# CLT and stable distributions

I have a few questions about generalizations of the CLT and stable distributions. I'm trying to correct my understanding and make it precise. Please forgive my naivete, I am not a professional statistician :-)

If I take the sum of a large enough sequence of independent R.V.'s, do they always converge to a stable distribution? (I've heard about generalizations of the CLT, but I'm looking for more precision).

When working with real data, what would be a hint that I need to model with a stable distribution? Is it possible to perform max likelihood with stable distributions?

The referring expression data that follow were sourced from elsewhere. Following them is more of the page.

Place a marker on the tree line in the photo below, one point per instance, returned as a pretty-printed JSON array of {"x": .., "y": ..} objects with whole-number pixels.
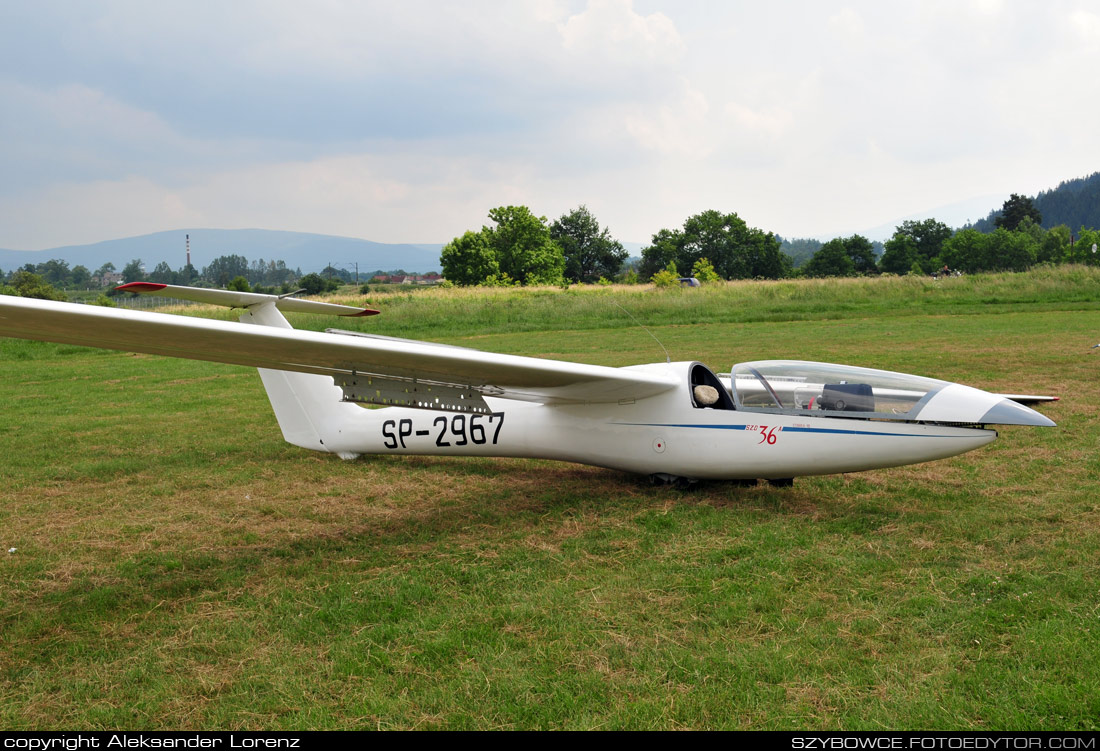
[{"x": 521, "y": 249}]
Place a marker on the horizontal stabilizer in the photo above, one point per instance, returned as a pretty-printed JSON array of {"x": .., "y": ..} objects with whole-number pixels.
[{"x": 232, "y": 298}]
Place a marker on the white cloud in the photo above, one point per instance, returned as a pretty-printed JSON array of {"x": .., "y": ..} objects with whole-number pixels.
[{"x": 409, "y": 121}]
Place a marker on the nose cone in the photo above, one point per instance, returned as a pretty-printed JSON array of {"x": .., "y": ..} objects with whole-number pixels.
[
  {"x": 1008, "y": 412},
  {"x": 961, "y": 404}
]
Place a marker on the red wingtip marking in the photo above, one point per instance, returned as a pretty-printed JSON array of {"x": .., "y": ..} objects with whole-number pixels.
[{"x": 141, "y": 287}]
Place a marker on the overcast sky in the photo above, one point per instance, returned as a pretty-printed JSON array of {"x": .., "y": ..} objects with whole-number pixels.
[{"x": 407, "y": 121}]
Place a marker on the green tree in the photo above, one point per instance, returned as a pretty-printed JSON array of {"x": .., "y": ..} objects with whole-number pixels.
[
  {"x": 314, "y": 284},
  {"x": 832, "y": 260},
  {"x": 660, "y": 253},
  {"x": 1015, "y": 209},
  {"x": 589, "y": 250},
  {"x": 25, "y": 284},
  {"x": 469, "y": 260},
  {"x": 224, "y": 267},
  {"x": 163, "y": 274},
  {"x": 899, "y": 255},
  {"x": 54, "y": 272},
  {"x": 928, "y": 238},
  {"x": 967, "y": 251},
  {"x": 704, "y": 272},
  {"x": 736, "y": 250},
  {"x": 133, "y": 272},
  {"x": 524, "y": 247},
  {"x": 80, "y": 277},
  {"x": 861, "y": 252},
  {"x": 1055, "y": 245},
  {"x": 667, "y": 276},
  {"x": 1010, "y": 251}
]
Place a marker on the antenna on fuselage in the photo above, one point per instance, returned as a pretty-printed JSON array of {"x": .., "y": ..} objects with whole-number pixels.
[{"x": 668, "y": 359}]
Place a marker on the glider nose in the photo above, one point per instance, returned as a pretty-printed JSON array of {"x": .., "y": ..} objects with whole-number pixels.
[
  {"x": 1008, "y": 412},
  {"x": 956, "y": 402}
]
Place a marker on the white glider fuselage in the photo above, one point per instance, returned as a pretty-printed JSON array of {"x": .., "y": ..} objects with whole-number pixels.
[
  {"x": 770, "y": 420},
  {"x": 657, "y": 435}
]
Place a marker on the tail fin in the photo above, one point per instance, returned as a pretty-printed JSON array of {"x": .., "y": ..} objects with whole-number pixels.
[{"x": 308, "y": 407}]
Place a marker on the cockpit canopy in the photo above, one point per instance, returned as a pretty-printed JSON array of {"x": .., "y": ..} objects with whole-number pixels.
[{"x": 823, "y": 388}]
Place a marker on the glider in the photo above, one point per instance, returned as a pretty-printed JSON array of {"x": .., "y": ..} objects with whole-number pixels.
[{"x": 680, "y": 421}]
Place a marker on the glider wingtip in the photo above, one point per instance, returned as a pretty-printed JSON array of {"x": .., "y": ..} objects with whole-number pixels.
[{"x": 141, "y": 287}]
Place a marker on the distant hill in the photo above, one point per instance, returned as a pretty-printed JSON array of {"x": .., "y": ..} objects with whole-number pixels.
[
  {"x": 1075, "y": 203},
  {"x": 299, "y": 250}
]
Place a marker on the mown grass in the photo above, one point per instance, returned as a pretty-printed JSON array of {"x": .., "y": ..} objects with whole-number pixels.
[{"x": 178, "y": 565}]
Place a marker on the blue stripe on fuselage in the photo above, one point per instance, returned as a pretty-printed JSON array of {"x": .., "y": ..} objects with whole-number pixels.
[{"x": 835, "y": 431}]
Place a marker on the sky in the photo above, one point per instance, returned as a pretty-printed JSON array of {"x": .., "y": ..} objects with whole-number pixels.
[{"x": 408, "y": 121}]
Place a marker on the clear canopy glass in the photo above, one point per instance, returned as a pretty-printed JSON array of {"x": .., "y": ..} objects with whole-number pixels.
[{"x": 800, "y": 387}]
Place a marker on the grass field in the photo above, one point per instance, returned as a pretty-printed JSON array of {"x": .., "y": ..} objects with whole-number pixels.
[{"x": 177, "y": 565}]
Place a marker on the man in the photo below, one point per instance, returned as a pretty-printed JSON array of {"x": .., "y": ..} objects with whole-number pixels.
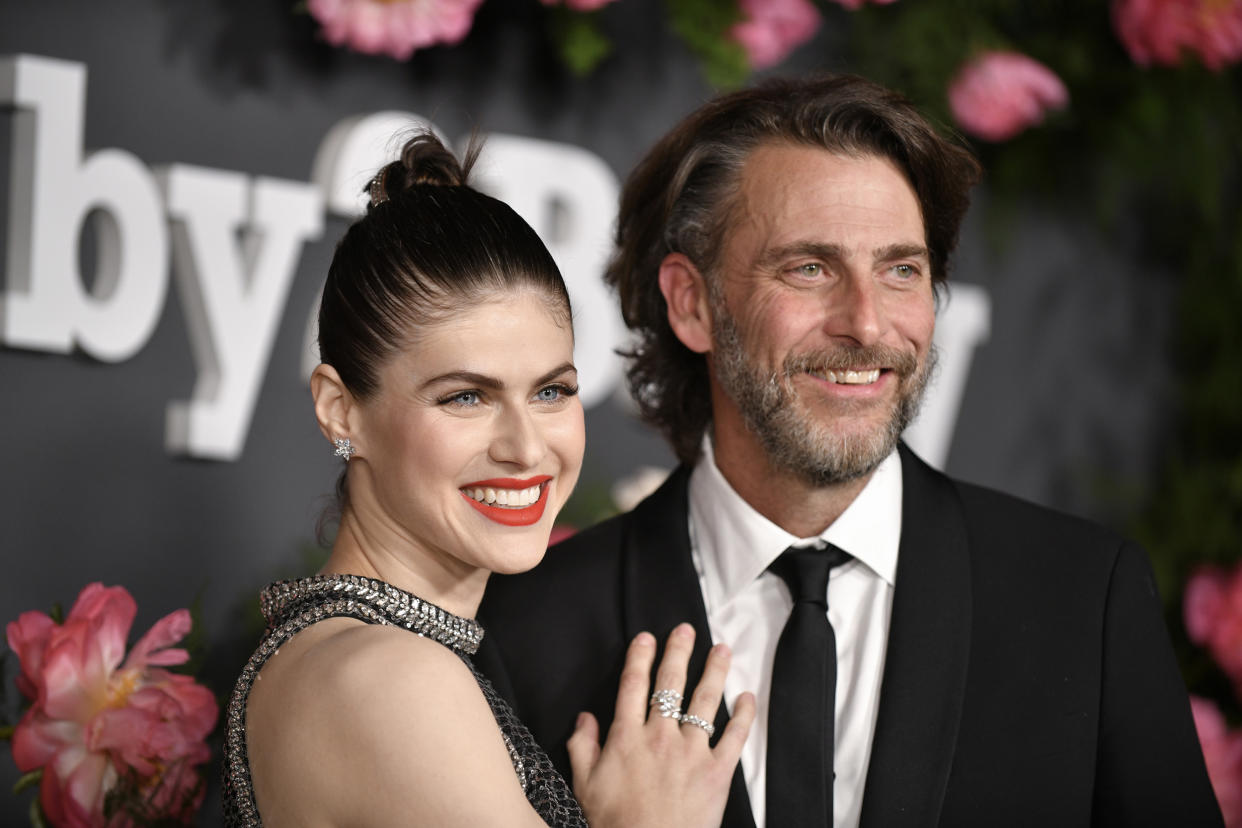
[{"x": 994, "y": 663}]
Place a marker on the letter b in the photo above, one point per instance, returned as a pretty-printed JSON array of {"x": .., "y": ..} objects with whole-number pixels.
[{"x": 45, "y": 304}]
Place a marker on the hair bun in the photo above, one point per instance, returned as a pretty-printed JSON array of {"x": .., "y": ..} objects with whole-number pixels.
[{"x": 424, "y": 160}]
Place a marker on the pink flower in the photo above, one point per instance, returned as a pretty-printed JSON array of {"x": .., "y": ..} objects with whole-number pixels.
[
  {"x": 1212, "y": 608},
  {"x": 579, "y": 5},
  {"x": 773, "y": 29},
  {"x": 997, "y": 94},
  {"x": 1158, "y": 31},
  {"x": 99, "y": 723},
  {"x": 393, "y": 27},
  {"x": 1222, "y": 754}
]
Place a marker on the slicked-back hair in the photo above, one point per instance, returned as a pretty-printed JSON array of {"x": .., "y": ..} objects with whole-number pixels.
[{"x": 683, "y": 194}]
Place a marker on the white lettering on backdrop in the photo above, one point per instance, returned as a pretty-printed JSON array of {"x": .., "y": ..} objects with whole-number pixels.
[{"x": 235, "y": 245}]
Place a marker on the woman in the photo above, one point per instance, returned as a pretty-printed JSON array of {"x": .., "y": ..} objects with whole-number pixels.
[{"x": 447, "y": 385}]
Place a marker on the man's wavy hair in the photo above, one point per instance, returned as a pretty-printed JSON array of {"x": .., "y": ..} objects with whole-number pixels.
[{"x": 682, "y": 196}]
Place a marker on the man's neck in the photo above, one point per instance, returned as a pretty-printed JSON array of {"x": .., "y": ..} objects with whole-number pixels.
[{"x": 784, "y": 498}]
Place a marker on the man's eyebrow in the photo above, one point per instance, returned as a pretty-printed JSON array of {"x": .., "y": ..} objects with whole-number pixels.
[
  {"x": 899, "y": 251},
  {"x": 811, "y": 250}
]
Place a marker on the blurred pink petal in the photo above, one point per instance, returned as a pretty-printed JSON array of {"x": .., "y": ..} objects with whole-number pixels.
[
  {"x": 393, "y": 27},
  {"x": 773, "y": 29},
  {"x": 1161, "y": 31},
  {"x": 999, "y": 94},
  {"x": 1204, "y": 602},
  {"x": 96, "y": 723},
  {"x": 165, "y": 632},
  {"x": 27, "y": 637},
  {"x": 1222, "y": 754}
]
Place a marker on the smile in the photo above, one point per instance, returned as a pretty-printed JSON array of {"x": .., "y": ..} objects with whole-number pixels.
[
  {"x": 507, "y": 500},
  {"x": 850, "y": 378}
]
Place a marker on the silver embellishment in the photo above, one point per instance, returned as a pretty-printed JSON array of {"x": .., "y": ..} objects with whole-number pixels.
[
  {"x": 344, "y": 448},
  {"x": 292, "y": 606},
  {"x": 691, "y": 719},
  {"x": 667, "y": 703}
]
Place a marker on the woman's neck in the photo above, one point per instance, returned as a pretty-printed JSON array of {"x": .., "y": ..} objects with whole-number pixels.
[{"x": 441, "y": 580}]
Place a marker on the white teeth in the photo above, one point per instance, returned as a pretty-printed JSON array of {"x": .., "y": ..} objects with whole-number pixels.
[
  {"x": 853, "y": 378},
  {"x": 512, "y": 498}
]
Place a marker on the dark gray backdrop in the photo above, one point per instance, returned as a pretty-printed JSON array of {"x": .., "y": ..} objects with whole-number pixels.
[{"x": 1066, "y": 402}]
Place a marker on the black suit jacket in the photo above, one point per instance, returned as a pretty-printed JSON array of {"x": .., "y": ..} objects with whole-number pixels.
[{"x": 1028, "y": 678}]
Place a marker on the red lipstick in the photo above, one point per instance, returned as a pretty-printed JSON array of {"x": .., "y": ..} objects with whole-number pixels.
[{"x": 509, "y": 515}]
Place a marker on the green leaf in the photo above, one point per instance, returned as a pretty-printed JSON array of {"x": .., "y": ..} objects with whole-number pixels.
[
  {"x": 29, "y": 781},
  {"x": 36, "y": 814},
  {"x": 579, "y": 40},
  {"x": 704, "y": 26}
]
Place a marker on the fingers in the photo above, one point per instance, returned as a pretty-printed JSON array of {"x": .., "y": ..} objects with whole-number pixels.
[
  {"x": 706, "y": 699},
  {"x": 584, "y": 747},
  {"x": 734, "y": 736},
  {"x": 634, "y": 689},
  {"x": 671, "y": 674}
]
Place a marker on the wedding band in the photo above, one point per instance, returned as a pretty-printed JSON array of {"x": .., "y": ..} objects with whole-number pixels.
[
  {"x": 667, "y": 703},
  {"x": 691, "y": 719}
]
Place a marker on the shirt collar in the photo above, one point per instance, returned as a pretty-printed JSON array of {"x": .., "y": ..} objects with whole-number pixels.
[{"x": 734, "y": 544}]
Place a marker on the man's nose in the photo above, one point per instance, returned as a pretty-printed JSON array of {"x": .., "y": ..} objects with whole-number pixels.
[{"x": 855, "y": 312}]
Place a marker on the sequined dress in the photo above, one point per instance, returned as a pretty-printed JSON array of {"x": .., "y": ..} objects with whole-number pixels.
[{"x": 292, "y": 606}]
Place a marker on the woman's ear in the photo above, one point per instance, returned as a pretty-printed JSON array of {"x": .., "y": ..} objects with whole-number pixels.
[
  {"x": 334, "y": 406},
  {"x": 689, "y": 313}
]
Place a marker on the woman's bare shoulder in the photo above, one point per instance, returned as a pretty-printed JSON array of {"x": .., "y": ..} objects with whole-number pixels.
[{"x": 376, "y": 725}]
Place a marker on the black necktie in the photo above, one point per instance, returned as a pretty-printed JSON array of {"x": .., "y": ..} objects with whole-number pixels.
[{"x": 801, "y": 704}]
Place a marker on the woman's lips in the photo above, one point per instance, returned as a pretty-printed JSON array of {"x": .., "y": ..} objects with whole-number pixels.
[{"x": 518, "y": 492}]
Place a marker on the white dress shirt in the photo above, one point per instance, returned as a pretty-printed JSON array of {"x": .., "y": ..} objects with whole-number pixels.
[{"x": 747, "y": 607}]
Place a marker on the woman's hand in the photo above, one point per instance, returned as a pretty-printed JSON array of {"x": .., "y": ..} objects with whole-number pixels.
[{"x": 658, "y": 770}]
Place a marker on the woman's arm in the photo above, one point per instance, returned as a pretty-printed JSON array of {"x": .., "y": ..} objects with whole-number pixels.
[{"x": 368, "y": 725}]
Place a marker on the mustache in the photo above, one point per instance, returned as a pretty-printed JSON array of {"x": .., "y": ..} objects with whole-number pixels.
[{"x": 845, "y": 358}]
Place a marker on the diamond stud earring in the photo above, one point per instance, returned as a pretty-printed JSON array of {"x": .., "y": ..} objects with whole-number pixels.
[{"x": 344, "y": 448}]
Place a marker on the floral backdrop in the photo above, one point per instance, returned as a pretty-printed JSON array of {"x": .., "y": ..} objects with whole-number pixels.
[{"x": 1120, "y": 114}]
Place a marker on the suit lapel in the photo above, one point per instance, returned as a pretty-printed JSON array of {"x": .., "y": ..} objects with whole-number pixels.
[
  {"x": 928, "y": 654},
  {"x": 661, "y": 590}
]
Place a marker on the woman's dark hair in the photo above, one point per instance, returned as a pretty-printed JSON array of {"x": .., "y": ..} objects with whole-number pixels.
[
  {"x": 682, "y": 198},
  {"x": 429, "y": 246}
]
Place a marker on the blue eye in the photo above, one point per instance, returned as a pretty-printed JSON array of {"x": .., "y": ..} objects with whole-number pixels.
[
  {"x": 466, "y": 399},
  {"x": 554, "y": 392}
]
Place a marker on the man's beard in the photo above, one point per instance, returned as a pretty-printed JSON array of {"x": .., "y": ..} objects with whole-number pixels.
[{"x": 795, "y": 440}]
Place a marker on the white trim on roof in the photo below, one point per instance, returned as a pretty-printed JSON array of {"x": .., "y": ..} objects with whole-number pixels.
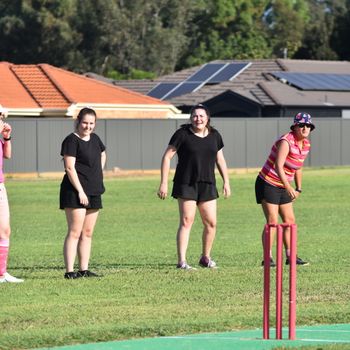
[{"x": 123, "y": 107}]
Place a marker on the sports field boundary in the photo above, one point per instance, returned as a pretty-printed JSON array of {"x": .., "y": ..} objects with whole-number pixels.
[{"x": 244, "y": 339}]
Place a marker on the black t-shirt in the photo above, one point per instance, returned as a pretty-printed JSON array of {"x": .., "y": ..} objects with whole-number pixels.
[
  {"x": 87, "y": 162},
  {"x": 196, "y": 155}
]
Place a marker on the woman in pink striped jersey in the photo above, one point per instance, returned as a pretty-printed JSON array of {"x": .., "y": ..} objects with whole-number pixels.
[
  {"x": 5, "y": 230},
  {"x": 273, "y": 187}
]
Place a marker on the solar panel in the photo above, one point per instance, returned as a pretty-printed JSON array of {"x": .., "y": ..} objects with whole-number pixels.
[
  {"x": 229, "y": 72},
  {"x": 206, "y": 72},
  {"x": 184, "y": 88},
  {"x": 162, "y": 89},
  {"x": 316, "y": 81}
]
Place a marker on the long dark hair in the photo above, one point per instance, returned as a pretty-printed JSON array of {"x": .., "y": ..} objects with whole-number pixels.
[
  {"x": 82, "y": 113},
  {"x": 206, "y": 109}
]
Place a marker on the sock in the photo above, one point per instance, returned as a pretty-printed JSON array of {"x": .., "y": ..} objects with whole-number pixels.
[{"x": 4, "y": 251}]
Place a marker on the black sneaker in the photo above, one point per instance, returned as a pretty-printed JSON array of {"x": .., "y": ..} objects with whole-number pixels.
[
  {"x": 71, "y": 275},
  {"x": 272, "y": 263},
  {"x": 204, "y": 261},
  {"x": 87, "y": 273},
  {"x": 300, "y": 262}
]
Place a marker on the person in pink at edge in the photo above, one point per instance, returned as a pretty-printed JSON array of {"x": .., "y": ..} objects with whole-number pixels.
[
  {"x": 5, "y": 229},
  {"x": 199, "y": 147},
  {"x": 273, "y": 187}
]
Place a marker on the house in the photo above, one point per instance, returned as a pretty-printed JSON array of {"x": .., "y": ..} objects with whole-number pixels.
[
  {"x": 255, "y": 88},
  {"x": 42, "y": 90}
]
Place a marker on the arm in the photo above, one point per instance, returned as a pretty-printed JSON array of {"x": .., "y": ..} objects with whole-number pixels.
[
  {"x": 6, "y": 134},
  {"x": 69, "y": 164},
  {"x": 164, "y": 171},
  {"x": 221, "y": 164},
  {"x": 297, "y": 180},
  {"x": 103, "y": 159},
  {"x": 282, "y": 153}
]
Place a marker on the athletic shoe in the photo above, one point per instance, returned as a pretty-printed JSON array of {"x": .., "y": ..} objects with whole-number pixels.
[
  {"x": 7, "y": 278},
  {"x": 71, "y": 275},
  {"x": 184, "y": 266},
  {"x": 87, "y": 273},
  {"x": 272, "y": 263},
  {"x": 204, "y": 261},
  {"x": 300, "y": 262}
]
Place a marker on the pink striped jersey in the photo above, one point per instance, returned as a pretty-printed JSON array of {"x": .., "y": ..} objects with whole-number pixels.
[
  {"x": 2, "y": 178},
  {"x": 294, "y": 161}
]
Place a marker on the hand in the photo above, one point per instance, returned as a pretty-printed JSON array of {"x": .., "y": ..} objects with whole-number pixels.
[
  {"x": 293, "y": 194},
  {"x": 226, "y": 190},
  {"x": 5, "y": 129},
  {"x": 163, "y": 191},
  {"x": 83, "y": 199}
]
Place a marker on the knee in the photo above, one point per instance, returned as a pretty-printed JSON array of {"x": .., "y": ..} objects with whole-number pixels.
[
  {"x": 210, "y": 224},
  {"x": 186, "y": 222},
  {"x": 87, "y": 233},
  {"x": 74, "y": 234}
]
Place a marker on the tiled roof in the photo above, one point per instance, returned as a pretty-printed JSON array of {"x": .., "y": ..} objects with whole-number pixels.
[
  {"x": 12, "y": 92},
  {"x": 79, "y": 88},
  {"x": 255, "y": 83},
  {"x": 40, "y": 86},
  {"x": 43, "y": 86}
]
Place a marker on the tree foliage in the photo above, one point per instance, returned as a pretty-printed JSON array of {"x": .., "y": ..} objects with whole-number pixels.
[{"x": 129, "y": 38}]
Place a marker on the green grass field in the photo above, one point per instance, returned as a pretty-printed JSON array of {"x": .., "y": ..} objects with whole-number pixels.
[{"x": 141, "y": 293}]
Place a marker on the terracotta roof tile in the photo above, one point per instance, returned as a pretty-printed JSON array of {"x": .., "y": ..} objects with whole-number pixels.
[
  {"x": 12, "y": 93},
  {"x": 39, "y": 86},
  {"x": 80, "y": 89}
]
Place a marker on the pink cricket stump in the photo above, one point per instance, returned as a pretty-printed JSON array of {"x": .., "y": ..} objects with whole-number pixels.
[
  {"x": 266, "y": 314},
  {"x": 279, "y": 280}
]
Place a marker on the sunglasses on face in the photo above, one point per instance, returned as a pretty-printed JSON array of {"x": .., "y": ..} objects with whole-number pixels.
[{"x": 301, "y": 125}]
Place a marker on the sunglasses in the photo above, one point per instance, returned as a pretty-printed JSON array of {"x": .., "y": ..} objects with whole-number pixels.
[{"x": 301, "y": 125}]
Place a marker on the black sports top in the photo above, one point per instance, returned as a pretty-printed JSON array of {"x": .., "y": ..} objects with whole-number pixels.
[
  {"x": 196, "y": 155},
  {"x": 87, "y": 163}
]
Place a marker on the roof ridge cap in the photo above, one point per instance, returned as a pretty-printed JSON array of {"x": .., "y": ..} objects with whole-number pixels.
[
  {"x": 57, "y": 85},
  {"x": 11, "y": 68},
  {"x": 99, "y": 82}
]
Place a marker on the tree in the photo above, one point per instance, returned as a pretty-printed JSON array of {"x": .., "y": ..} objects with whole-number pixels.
[
  {"x": 286, "y": 21},
  {"x": 227, "y": 29},
  {"x": 317, "y": 41}
]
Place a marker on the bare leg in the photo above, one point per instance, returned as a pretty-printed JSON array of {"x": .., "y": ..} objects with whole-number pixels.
[
  {"x": 84, "y": 245},
  {"x": 187, "y": 211},
  {"x": 287, "y": 214},
  {"x": 271, "y": 215},
  {"x": 75, "y": 220},
  {"x": 207, "y": 211}
]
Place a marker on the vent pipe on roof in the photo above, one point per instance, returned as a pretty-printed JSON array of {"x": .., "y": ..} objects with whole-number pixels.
[{"x": 285, "y": 53}]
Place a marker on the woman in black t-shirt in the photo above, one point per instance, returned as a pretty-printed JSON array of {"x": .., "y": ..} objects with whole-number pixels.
[
  {"x": 198, "y": 147},
  {"x": 82, "y": 186}
]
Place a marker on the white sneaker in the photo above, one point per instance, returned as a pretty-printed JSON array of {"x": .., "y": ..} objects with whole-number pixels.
[
  {"x": 10, "y": 279},
  {"x": 185, "y": 266}
]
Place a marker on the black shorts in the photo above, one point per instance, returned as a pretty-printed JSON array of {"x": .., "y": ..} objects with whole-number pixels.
[
  {"x": 199, "y": 192},
  {"x": 70, "y": 199},
  {"x": 271, "y": 194}
]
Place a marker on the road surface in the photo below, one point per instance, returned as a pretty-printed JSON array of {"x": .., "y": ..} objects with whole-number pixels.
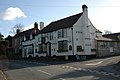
[{"x": 97, "y": 69}]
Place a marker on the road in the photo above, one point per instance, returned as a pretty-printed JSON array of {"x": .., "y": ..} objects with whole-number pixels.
[{"x": 97, "y": 69}]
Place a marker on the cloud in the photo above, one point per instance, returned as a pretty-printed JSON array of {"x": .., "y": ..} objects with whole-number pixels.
[
  {"x": 12, "y": 13},
  {"x": 29, "y": 26}
]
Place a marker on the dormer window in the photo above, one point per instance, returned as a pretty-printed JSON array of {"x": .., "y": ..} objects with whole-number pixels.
[
  {"x": 27, "y": 37},
  {"x": 62, "y": 33}
]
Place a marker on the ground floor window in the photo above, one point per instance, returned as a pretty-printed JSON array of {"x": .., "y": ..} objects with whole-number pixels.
[
  {"x": 79, "y": 48},
  {"x": 30, "y": 50},
  {"x": 62, "y": 46},
  {"x": 42, "y": 48}
]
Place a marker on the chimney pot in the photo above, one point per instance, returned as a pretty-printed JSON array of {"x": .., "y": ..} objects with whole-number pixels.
[
  {"x": 84, "y": 7},
  {"x": 36, "y": 25}
]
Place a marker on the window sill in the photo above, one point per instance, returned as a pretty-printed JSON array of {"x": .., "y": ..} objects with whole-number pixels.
[{"x": 62, "y": 50}]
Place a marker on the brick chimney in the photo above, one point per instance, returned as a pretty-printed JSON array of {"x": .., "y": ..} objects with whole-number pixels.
[
  {"x": 18, "y": 31},
  {"x": 36, "y": 25}
]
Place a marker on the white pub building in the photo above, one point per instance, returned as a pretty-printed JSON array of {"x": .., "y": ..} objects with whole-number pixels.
[{"x": 74, "y": 35}]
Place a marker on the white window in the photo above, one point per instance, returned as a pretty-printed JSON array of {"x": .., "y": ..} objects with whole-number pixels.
[{"x": 62, "y": 33}]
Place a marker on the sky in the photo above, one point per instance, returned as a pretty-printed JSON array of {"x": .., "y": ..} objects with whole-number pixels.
[{"x": 104, "y": 14}]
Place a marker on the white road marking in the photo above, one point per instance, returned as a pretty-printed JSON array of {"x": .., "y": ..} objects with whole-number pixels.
[
  {"x": 94, "y": 63},
  {"x": 44, "y": 72},
  {"x": 62, "y": 79}
]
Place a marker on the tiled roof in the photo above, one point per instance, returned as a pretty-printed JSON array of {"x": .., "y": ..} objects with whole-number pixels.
[
  {"x": 113, "y": 36},
  {"x": 103, "y": 39},
  {"x": 63, "y": 23},
  {"x": 27, "y": 32}
]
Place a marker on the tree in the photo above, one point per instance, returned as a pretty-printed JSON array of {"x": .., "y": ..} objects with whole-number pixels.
[
  {"x": 107, "y": 32},
  {"x": 1, "y": 36},
  {"x": 18, "y": 26}
]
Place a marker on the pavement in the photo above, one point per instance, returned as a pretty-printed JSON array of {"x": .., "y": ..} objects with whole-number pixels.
[
  {"x": 2, "y": 76},
  {"x": 96, "y": 69}
]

• you mean a sum of a sequence of independent RVs? (see also en.wikipedia.org/wiki/… ) Commented May 30, 2012 at 17:17
• I assume you also mean independent and identically distributed; otherwise, we can, for example, change the distribution for each element of the sequence in such a way that the sum doesn't converge to any distribution. Commented May 30, 2012 at 18:23
• Well, how much can we relax "identically distributed"? Commented May 30, 2012 at 18:31
• One practical complication with maximum likelihood for stable distributions is that a closed-form expression of the pdf is only known in a select handful of cases (normal, Cauchy and Levy). Commented May 30, 2012 at 20:03
• @cardinal I see, good point. Can you point to papers? Commented May 30, 2012 at 20:26

If I take the sum of a sequence of independent R.V.'s, do they always converge to a stable distribution? (I've heard about generalizations of the CLT, but I'm looking for more precision).

I think we need more restrictions on this statement to say anything useful. You could have a sequence of independent random uniform RVs on the interval [0, i]. The convolution of any two RVs from this sequence certainly does not follow the same distribution and the asymptotic distribution of the sample mean converges to a non-stable distribution.

• If we're really interested in (unnormalized) sums of independent random variables (on the same probability space), we can say something quite a bit stronger. It is a theorem that $\sum_{i=1}^\infty X_i$ converges in distribution if and only if it converges almost surely. Now, if they are iid, then the Kolmogorov three-series theorem implies that $X_i = 0$ almost surely and so the limit distribution is completely characterized. Commented May 30, 2012 at 19:58

No there are distributions that do not satisfy the conditions to be in the domain of attraction of a stable law. Theorem 2(a) Feller "An Introduction to Probability Theory and Its Applications Volume II page 577: In order that a distribution F belongs to some domain of attraction it is necessary that the truncated moment function μ(x) varies regularly with an exponent $2-α$, $(0<α<=2)$. $μ(x) =∫y^2 dF(y)$ where the limits of integration are from $-x$ to $x$. $μ(x)$ varies regularly means $μ(x) ~ x^{2-α} L(x)$ where $L(x)$ is a slowly varying function and slowly varying means $L(tx)/L(t) → 1$ as $t→∞$.

• Cauchy IS stable. en.wikipedia.org/wiki/Cauchy_distribution Commented May 30, 2012 at 17:27
• Which is it? Should we fix Wikipedia? (Wouldn't be the first time Wikipedia is wrong :-) Commented May 30, 2012 at 17:28
• Sorry. I didn't really check that. I will fix the answer. My point is that the there are distributions that don't satisfy the tail conditions for the stasble lw. Commented May 30, 2012 at 17:35
• Cauchys sum to Cauchy's. So they do converge to a limit distribution. I assume they satisfy the tail condition. I will look and try to find an example that is not stable and get back on this later. Commented May 30, 2012 at 17:43
• Is the sum of two independently Bernoulli distributed random variables a Bernoulli random variable? Nope. So the original question needs to be rephrased as something about independent and suitably scaled random variables. Commented May 30, 2012 at 19:36

As far as max likelihood, start with this: the Gaussian distribution is stable, so certainly it is possible in some circumstances.